Mr Andersen started his career in Whakatane and came to Dunedin in 1991 where he has built a reputation as a versatile practitioner, highly skilled in multiple areas of law.
He said the news of his appointment had prompted a flood of calls and emails from colleagues and former students he had taught over the years at the University of Otago.
It was almost unsettling to get such a swell of congratulatory contact.
“You spend your life arguing with other lawyers and judges deciding for or against you. When something like this happens, it’s really very pleasant,” he said.
While the honour of becoming a QC was obviously a personal triumph, Mr Andersen said the glory should be shared with all those working in the profession in the city.
“It’s recognition of the whole legal community in Dunedin,” he said.
“The reality in law, like in anything else, is you can only be seen to be really capable if you’ve got good opposition.”
Taking silk was not, Mr Andersen said, an invitation to wind back his workload.
He hoped it would attract “more significant and difficult work” and took his responsibility to mentor less experienced members of the profession seriously.
“Law has become less personal.
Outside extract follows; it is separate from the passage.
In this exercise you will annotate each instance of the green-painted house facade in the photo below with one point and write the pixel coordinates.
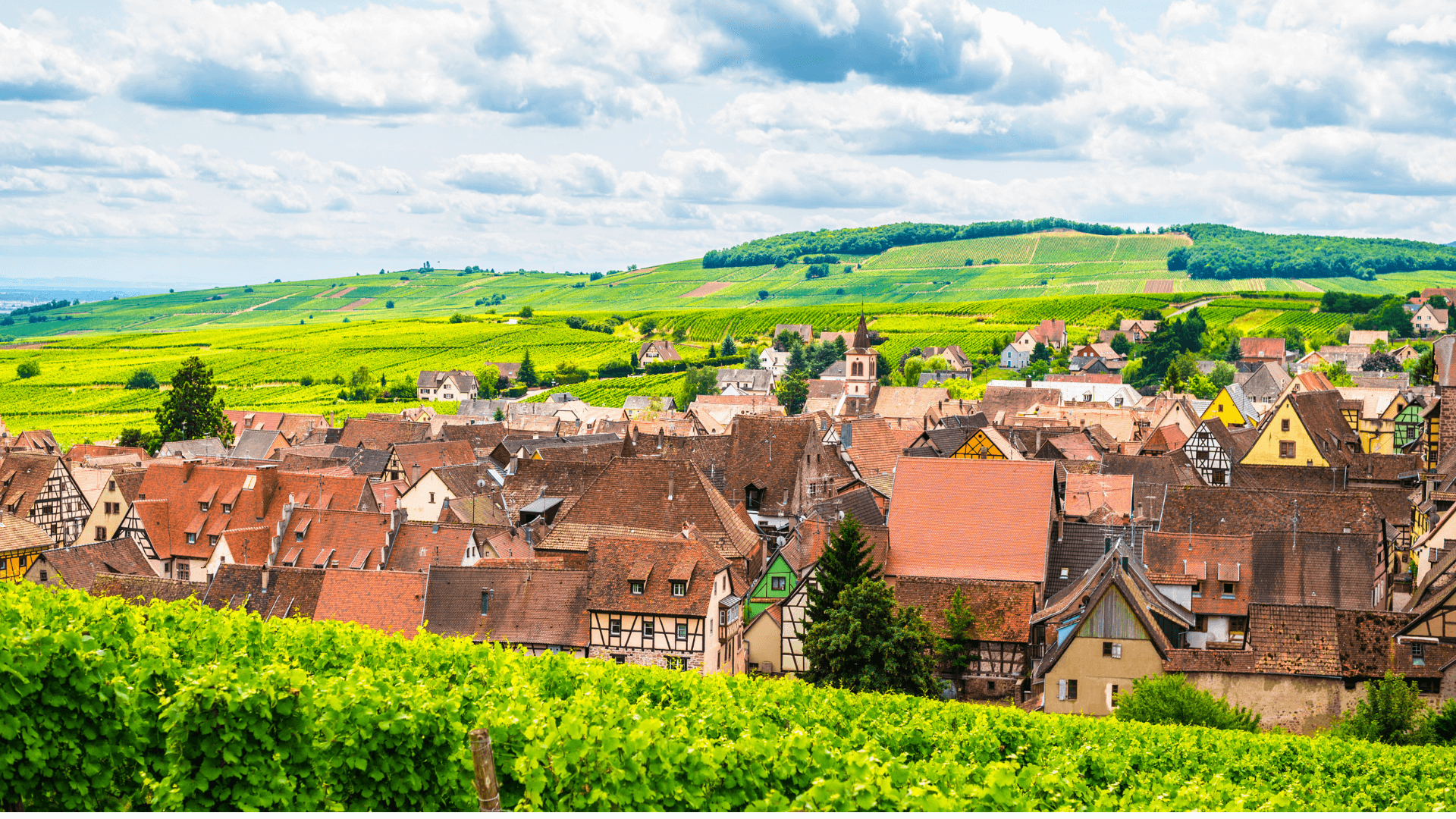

People used to be down at court regularly to see the top performers of the day and learn from them. Now more and more work in law, like everything else, is done in front of your computer,” Mr Andersen said.
Despite four successful decades in law and the recent accolade, he swiftly knocked back any talk of retirement.
“I think one of the reasons people retire is that they’re sick being told what to do by other people. One of the beauties of being a barrister is you don’t work for anybody else and essentially you’ve got absolute control over how long and how hard you work,” he said.
“If I stopped doing this, I think I’d become very bored.”
Dunedin now boasts seven QCs: Colin Withnall, Judith Ablett-Kerr, Royden Somerville, Trevor Shiels, Anita Chan, Anne Stevens and Len Andersen.